Whistlegate Reveals Some Very Chatty Minders of State Secrets | RealClearInvestigations


----------



## Gunz (Oct 15, 2019)

This is an Agency dude assigned to the White House who took it upon himself to act on second-hand information to advance his obvious political bias. 

Agency employees need to STFU and stay out of politics.


----------



## Brill (Oct 15, 2019)

Ocoka said:


> This is an Agency dude assigned to the White House who took it upon himself to act on second-hand information to advance his obvious political bias.



Appears to have been a well thought out plan.

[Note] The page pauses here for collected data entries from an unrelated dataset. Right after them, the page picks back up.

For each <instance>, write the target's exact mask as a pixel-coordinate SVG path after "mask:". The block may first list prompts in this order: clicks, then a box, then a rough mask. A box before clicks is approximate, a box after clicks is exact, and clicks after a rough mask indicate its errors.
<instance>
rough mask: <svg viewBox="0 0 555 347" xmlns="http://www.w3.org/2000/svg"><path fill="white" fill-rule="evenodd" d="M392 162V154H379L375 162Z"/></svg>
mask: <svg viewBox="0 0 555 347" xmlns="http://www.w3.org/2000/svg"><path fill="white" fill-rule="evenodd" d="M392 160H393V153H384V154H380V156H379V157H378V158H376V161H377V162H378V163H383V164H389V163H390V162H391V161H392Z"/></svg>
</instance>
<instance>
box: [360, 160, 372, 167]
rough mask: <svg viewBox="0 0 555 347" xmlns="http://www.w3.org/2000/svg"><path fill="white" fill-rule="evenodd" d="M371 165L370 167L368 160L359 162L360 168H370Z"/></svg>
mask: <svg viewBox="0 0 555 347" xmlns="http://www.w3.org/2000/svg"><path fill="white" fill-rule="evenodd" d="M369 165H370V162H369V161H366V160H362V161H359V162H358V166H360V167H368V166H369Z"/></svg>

Schiff have a few former NSC members now on his staff.


----------



## Box (Oct 16, 2019)

I'd really like to find a dependable source of research to look into how much of this type sht went on under Obama.  Clearly he had his own collection of shit shows going on but my selective memory is too subjective to remember specific incidents with the Obama admin leaking state secrets like this.

I'm sure there were an equal amount of trouble makers in the Obama administration - I just don't remember.
...who knows - maybe the last guy really was the best president ever - free of scandal or missteps of any kind - maybe we really should vote for 8 more years of Obama and put Uncle Joe is the seat post-haste !!


----------



## Brill (Oct 16, 2019)

Box said:


> I'd really like to find a dependable source of research to look into how much of this type sht went on under Obama.  Clearly he had his own collection of shit shows going on but my selective memory is too subjective to remember specific incidents with the Obama admin leaking state secrets like this.
> 
> I'm sure there were an equal amount of trouble makers in the Obama administration - I just don't remember.
> ...who knows - maybe the last guy really was the best president ever - free of scandal or missteps of any kind - maybe we really should vote for 8 more years of Obama and put Uncle Joe is the seat post-haste !!

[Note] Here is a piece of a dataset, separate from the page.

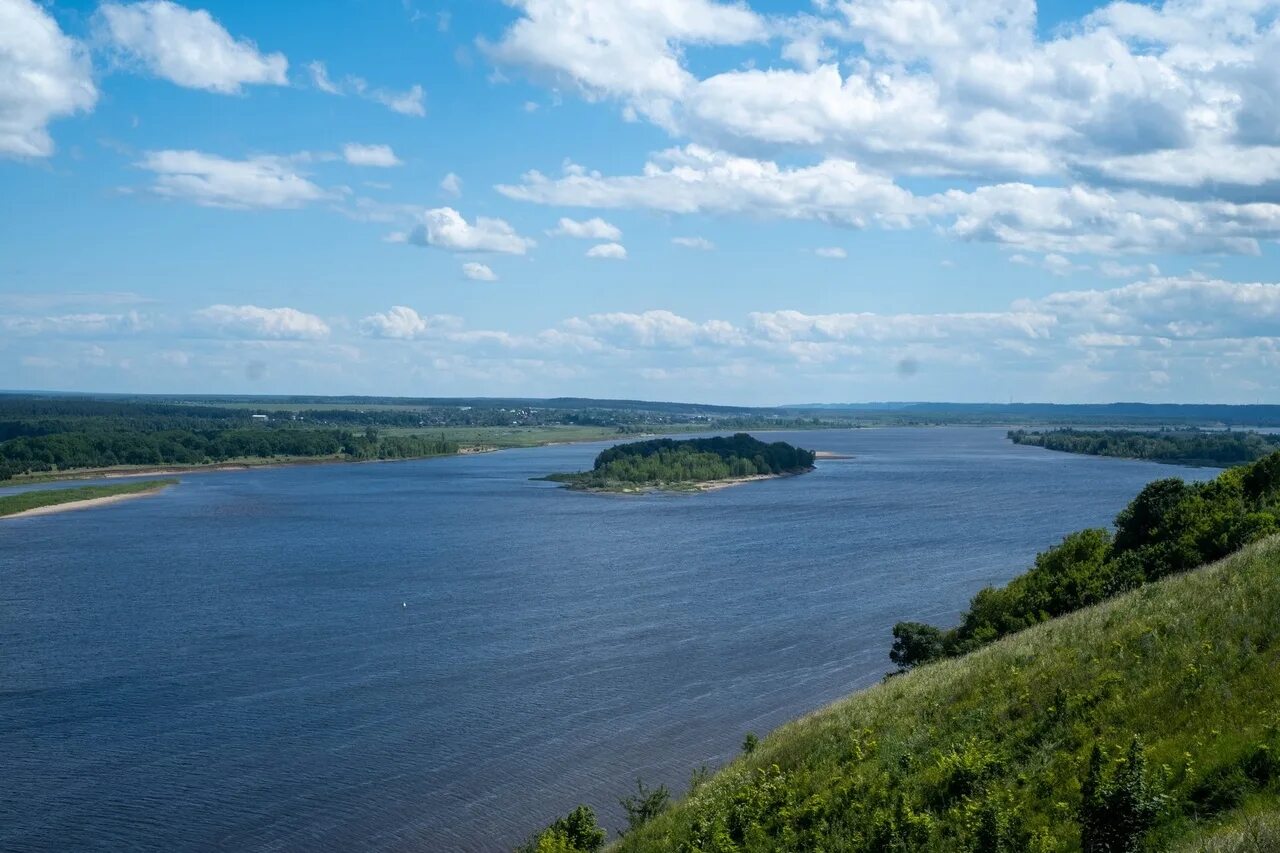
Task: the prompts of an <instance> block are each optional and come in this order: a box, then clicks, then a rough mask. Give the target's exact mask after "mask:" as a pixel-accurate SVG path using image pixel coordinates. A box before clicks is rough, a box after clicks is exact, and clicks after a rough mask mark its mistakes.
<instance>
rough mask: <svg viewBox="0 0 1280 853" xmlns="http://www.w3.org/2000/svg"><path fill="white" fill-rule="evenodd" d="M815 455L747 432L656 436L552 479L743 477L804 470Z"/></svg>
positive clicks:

I can’t tell if you’re serious. Obama crushed whistleblowers and some reporters were under surveillance to determine their sources. Hell even the VA boys hacked some Congressional computers!


----------



## Box (Oct 16, 2019)

I dont believe that - his admin was transparent and free of scandal.


----------



## Brill (Oct 16, 2019)

Box said:


> I dont believe that - his admin was transparent and free of scandal.



THIS is the Box we know and love!

wait, that came out wrong.


----------



## Brill (Oct 18, 2019)

Interesting review of the book. Think I’ll grab a copy!

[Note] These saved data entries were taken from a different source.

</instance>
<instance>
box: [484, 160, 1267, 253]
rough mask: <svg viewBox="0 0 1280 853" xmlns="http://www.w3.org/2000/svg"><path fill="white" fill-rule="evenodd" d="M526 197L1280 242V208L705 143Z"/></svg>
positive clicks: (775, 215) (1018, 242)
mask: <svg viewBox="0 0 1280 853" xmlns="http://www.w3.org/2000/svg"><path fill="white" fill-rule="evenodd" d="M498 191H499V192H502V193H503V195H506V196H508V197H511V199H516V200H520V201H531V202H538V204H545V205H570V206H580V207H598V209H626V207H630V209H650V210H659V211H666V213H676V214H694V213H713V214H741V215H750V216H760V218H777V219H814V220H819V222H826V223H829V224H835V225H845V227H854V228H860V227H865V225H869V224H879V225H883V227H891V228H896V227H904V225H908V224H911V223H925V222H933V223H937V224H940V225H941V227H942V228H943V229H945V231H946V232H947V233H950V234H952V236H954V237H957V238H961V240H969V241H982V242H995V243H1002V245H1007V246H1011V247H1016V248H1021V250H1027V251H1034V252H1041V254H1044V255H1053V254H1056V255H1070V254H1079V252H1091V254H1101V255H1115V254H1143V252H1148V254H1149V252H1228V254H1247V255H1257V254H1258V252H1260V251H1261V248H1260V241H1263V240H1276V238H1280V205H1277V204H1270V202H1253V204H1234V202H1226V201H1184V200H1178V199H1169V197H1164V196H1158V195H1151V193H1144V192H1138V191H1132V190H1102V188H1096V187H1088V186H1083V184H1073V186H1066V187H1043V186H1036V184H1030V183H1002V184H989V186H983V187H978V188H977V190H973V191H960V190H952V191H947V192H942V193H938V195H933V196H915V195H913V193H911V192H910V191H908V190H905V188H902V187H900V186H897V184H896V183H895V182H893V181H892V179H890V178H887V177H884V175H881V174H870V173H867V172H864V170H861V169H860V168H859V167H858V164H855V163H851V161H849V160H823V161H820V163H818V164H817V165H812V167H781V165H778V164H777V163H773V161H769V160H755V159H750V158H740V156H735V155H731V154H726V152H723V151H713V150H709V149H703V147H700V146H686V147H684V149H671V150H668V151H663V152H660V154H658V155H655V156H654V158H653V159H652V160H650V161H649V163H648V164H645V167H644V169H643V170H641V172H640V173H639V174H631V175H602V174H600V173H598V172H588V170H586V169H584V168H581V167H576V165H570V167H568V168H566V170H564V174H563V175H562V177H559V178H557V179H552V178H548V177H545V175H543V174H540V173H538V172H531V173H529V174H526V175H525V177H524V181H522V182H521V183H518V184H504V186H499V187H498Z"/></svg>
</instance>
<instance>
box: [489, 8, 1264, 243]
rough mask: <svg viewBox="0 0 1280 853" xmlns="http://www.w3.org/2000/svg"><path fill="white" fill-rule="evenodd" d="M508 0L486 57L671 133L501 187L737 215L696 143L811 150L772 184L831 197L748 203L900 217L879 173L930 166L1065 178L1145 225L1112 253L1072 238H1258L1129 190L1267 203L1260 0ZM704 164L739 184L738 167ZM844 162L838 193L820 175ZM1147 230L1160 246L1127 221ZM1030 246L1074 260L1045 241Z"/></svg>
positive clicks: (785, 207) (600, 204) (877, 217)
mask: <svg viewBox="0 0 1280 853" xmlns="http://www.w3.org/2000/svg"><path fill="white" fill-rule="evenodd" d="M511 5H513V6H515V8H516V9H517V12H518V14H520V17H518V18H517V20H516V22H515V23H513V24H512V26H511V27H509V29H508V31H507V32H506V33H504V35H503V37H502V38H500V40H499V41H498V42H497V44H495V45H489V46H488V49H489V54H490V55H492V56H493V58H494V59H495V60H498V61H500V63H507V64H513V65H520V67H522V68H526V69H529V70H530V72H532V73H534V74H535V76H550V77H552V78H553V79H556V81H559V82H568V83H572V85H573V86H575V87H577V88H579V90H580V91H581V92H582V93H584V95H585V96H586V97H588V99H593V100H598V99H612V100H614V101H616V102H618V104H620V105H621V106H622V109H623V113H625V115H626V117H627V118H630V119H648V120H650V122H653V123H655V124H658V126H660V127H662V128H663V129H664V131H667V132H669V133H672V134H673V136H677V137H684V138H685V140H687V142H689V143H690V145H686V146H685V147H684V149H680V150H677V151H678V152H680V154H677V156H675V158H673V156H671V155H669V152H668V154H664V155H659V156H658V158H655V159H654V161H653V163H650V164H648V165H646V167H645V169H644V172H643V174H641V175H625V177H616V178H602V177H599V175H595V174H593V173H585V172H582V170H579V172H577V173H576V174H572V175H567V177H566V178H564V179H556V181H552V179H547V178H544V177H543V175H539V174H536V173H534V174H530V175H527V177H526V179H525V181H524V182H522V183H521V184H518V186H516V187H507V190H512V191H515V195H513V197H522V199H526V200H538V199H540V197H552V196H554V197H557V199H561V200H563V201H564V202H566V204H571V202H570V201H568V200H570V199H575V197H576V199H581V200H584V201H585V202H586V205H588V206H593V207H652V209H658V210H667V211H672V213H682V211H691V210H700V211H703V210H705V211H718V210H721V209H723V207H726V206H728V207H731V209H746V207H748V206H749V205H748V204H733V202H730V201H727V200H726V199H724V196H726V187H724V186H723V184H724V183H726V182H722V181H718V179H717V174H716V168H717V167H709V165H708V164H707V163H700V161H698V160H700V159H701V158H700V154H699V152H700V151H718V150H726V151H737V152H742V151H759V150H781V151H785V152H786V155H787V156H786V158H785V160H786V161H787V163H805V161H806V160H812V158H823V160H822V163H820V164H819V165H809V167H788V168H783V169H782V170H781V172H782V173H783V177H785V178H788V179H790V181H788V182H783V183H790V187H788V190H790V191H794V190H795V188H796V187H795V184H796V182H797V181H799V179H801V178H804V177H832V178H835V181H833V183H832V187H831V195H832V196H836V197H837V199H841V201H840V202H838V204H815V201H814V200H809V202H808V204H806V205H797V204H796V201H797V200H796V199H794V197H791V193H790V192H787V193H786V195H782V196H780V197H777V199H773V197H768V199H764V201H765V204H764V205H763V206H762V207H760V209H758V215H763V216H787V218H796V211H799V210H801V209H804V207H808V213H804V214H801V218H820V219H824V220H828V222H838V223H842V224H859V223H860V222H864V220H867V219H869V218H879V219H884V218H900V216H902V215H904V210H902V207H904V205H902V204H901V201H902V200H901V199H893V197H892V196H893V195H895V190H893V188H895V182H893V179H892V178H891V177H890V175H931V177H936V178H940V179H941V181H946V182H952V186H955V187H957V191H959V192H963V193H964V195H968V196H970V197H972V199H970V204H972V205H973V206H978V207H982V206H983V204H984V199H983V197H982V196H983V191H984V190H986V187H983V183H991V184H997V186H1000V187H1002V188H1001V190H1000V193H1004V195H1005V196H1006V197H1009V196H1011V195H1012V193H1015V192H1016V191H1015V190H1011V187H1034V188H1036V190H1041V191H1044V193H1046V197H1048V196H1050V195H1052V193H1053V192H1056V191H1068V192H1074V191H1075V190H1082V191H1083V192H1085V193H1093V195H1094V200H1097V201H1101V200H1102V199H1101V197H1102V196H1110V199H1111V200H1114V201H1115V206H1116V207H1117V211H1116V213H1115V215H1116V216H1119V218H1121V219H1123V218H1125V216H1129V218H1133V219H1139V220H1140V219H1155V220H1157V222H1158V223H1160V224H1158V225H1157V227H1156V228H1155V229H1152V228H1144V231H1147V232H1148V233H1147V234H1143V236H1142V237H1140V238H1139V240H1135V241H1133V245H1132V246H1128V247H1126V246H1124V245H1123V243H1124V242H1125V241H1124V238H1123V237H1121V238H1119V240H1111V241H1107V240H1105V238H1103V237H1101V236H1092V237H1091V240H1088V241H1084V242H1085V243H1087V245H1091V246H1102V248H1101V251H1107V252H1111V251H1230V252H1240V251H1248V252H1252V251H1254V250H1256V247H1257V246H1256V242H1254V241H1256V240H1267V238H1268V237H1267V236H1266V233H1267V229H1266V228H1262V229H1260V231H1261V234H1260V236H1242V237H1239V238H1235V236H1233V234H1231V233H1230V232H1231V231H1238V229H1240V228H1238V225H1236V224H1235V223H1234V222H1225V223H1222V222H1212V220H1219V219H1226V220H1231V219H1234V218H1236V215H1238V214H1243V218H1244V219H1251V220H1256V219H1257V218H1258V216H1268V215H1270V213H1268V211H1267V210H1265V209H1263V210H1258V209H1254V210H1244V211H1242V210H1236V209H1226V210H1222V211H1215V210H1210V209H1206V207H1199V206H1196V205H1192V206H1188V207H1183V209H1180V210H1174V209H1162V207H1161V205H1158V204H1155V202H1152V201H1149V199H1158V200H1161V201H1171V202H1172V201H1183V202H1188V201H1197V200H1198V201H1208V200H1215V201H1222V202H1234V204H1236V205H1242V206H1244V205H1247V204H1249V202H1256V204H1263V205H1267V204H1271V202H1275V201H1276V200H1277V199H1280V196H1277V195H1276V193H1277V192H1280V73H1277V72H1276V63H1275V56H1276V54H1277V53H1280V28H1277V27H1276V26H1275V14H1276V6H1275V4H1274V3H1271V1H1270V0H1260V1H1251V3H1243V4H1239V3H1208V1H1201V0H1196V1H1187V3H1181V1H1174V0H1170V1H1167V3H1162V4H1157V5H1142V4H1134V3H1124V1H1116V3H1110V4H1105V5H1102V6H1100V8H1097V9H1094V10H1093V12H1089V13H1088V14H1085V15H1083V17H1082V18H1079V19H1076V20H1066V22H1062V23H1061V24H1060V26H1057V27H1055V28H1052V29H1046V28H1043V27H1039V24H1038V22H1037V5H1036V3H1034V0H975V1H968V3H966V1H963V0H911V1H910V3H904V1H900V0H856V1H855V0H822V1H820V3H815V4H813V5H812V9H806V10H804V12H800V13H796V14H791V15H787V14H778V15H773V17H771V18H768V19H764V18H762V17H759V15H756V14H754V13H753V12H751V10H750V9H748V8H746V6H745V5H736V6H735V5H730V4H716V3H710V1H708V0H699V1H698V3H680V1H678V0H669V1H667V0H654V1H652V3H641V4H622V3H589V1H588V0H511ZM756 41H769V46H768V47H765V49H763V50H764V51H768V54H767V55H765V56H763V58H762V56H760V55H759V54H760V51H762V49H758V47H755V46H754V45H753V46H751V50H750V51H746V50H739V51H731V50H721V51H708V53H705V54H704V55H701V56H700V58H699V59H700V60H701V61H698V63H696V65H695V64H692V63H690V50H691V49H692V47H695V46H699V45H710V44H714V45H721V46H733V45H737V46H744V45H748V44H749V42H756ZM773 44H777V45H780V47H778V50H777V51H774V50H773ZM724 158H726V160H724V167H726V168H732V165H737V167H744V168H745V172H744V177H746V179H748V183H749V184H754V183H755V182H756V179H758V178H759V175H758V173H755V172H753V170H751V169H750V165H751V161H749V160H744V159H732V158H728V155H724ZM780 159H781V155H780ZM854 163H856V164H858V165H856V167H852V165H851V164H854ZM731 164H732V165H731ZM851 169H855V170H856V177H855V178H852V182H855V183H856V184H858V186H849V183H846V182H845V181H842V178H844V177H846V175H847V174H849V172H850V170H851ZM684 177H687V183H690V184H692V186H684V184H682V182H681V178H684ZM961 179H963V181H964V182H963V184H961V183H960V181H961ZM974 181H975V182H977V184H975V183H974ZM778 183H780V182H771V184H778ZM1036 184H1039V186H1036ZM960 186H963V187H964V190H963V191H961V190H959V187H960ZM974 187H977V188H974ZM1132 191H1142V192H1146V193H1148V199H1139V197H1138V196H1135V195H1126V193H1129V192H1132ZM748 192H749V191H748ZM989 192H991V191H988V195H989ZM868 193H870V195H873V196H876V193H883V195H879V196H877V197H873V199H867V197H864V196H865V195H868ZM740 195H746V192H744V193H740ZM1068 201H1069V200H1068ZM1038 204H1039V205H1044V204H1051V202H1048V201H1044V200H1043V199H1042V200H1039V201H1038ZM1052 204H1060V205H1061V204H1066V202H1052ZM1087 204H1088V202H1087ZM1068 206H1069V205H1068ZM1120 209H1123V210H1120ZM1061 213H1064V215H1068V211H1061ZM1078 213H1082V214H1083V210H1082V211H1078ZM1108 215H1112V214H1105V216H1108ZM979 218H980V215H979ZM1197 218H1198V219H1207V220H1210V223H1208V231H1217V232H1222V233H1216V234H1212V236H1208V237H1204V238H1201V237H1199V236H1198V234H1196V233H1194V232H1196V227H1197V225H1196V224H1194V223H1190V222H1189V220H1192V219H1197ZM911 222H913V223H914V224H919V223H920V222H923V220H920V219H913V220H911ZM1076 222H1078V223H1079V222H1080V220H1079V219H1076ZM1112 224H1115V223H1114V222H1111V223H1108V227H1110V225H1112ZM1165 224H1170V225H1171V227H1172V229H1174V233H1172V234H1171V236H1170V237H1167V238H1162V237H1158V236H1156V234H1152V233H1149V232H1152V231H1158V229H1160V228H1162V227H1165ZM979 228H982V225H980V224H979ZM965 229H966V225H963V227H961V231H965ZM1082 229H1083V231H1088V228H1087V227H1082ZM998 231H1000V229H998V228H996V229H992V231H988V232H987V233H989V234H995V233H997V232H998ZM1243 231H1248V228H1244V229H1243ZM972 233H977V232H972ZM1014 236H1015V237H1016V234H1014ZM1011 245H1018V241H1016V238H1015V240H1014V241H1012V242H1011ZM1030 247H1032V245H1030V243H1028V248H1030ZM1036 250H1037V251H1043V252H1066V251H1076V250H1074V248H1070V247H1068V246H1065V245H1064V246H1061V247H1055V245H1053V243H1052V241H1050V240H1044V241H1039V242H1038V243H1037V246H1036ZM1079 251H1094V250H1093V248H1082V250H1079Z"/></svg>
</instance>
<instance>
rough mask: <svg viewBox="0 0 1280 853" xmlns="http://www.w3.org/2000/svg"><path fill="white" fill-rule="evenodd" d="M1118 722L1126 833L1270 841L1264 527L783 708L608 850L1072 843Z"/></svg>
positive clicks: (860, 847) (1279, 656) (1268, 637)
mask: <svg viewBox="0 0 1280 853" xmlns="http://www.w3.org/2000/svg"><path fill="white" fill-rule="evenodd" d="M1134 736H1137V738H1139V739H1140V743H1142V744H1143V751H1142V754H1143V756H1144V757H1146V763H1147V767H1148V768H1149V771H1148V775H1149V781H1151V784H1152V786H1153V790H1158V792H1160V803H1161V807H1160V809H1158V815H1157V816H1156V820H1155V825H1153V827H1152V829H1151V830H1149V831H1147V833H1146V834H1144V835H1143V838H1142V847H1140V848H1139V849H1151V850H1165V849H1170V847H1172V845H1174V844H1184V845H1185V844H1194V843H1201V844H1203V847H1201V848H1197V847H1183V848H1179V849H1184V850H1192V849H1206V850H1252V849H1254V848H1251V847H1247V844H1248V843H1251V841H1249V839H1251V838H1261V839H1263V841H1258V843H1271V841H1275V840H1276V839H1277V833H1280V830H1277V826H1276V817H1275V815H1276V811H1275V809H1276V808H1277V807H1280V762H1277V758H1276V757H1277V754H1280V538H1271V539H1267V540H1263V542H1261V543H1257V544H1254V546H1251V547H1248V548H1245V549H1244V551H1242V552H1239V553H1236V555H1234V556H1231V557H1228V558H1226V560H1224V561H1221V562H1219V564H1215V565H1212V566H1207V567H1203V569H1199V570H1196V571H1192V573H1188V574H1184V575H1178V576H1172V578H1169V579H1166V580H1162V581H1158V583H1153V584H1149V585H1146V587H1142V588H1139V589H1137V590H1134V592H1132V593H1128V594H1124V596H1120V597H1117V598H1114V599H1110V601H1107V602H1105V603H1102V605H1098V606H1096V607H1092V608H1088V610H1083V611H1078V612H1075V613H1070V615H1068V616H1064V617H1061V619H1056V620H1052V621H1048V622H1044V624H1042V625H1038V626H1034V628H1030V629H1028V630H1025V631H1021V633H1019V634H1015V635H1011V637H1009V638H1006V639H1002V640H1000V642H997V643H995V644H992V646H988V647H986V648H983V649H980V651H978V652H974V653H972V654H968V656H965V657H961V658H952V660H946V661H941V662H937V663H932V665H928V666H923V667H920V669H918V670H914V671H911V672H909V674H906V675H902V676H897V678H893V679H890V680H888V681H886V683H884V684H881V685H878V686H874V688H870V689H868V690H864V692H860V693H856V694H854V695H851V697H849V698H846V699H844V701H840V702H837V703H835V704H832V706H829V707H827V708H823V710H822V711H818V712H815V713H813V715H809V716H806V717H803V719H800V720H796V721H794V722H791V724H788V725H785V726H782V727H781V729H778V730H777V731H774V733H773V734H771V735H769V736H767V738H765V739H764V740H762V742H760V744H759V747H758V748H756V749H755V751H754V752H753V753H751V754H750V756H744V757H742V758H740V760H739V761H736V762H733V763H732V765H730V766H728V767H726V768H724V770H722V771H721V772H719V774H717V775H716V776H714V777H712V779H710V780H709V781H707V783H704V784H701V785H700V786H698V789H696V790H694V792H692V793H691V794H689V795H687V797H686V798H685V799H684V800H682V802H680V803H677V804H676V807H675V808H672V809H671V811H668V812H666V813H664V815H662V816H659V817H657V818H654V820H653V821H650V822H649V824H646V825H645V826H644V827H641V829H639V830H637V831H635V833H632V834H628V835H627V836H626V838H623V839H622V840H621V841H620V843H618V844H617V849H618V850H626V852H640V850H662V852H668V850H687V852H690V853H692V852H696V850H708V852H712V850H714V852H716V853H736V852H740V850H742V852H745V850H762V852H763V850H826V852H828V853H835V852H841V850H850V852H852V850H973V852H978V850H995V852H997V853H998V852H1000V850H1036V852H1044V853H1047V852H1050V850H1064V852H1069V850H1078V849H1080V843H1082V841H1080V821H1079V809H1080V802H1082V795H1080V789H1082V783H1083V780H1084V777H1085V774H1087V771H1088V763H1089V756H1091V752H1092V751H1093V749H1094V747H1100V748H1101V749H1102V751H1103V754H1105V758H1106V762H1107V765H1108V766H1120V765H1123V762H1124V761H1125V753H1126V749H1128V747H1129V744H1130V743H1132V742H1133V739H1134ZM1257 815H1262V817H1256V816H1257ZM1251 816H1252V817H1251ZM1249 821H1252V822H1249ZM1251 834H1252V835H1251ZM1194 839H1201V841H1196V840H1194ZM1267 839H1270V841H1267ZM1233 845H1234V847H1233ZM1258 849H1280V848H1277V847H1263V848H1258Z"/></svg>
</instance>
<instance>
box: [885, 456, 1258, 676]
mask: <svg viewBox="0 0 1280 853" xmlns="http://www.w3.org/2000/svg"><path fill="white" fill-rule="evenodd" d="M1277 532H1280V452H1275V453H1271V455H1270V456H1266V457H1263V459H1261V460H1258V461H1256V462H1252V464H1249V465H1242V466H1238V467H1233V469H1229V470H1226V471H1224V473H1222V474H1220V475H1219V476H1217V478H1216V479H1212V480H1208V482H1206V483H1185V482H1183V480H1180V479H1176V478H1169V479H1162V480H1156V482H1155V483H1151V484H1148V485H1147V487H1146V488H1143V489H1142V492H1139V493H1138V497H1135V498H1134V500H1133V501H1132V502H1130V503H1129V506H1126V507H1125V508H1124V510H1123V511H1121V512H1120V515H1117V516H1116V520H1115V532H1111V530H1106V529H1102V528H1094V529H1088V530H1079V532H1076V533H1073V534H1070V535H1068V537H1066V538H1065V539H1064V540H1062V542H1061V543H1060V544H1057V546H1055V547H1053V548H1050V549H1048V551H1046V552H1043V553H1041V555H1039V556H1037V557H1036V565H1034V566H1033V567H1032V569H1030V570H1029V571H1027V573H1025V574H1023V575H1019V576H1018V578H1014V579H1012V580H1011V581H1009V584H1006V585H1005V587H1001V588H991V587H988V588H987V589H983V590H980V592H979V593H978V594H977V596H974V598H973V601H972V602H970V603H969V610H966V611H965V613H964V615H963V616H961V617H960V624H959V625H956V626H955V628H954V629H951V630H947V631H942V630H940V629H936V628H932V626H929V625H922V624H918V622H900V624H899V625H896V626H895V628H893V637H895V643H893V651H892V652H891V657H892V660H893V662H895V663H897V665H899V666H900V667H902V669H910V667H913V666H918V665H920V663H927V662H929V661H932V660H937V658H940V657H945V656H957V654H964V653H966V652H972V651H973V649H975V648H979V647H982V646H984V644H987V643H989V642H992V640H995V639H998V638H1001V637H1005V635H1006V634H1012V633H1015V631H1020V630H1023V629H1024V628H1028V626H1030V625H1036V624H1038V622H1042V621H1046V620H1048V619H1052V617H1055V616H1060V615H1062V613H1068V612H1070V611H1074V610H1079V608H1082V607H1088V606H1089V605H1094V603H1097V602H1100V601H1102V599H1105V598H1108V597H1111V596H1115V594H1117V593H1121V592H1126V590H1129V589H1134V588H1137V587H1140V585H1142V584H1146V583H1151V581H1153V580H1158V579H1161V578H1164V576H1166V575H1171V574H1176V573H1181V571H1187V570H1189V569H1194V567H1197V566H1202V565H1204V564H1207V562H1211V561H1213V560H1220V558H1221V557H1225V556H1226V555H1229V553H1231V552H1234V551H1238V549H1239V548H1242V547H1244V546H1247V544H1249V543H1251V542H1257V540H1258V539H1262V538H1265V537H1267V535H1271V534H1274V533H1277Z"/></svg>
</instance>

What made Deep Throat leak?



> Every source leaks for a reason, and it’s usually not about preserving the Constitution and the American way. As Stephen Hess writes, sources have many reasons to leak. They leak to boost their own egos. They leak to make a goodwill deposit with a reporter that they hope to withdraw in the future. They leak to advance their policy initiative. They leak to launch trial balloons and sometimes even to blow the whistle on wrongdoing. But until contesting evidence arrives, it’s usually a safe bet that a leak is what Hess calls an “Animus Leak,” designed to inflict damage on another party.


----------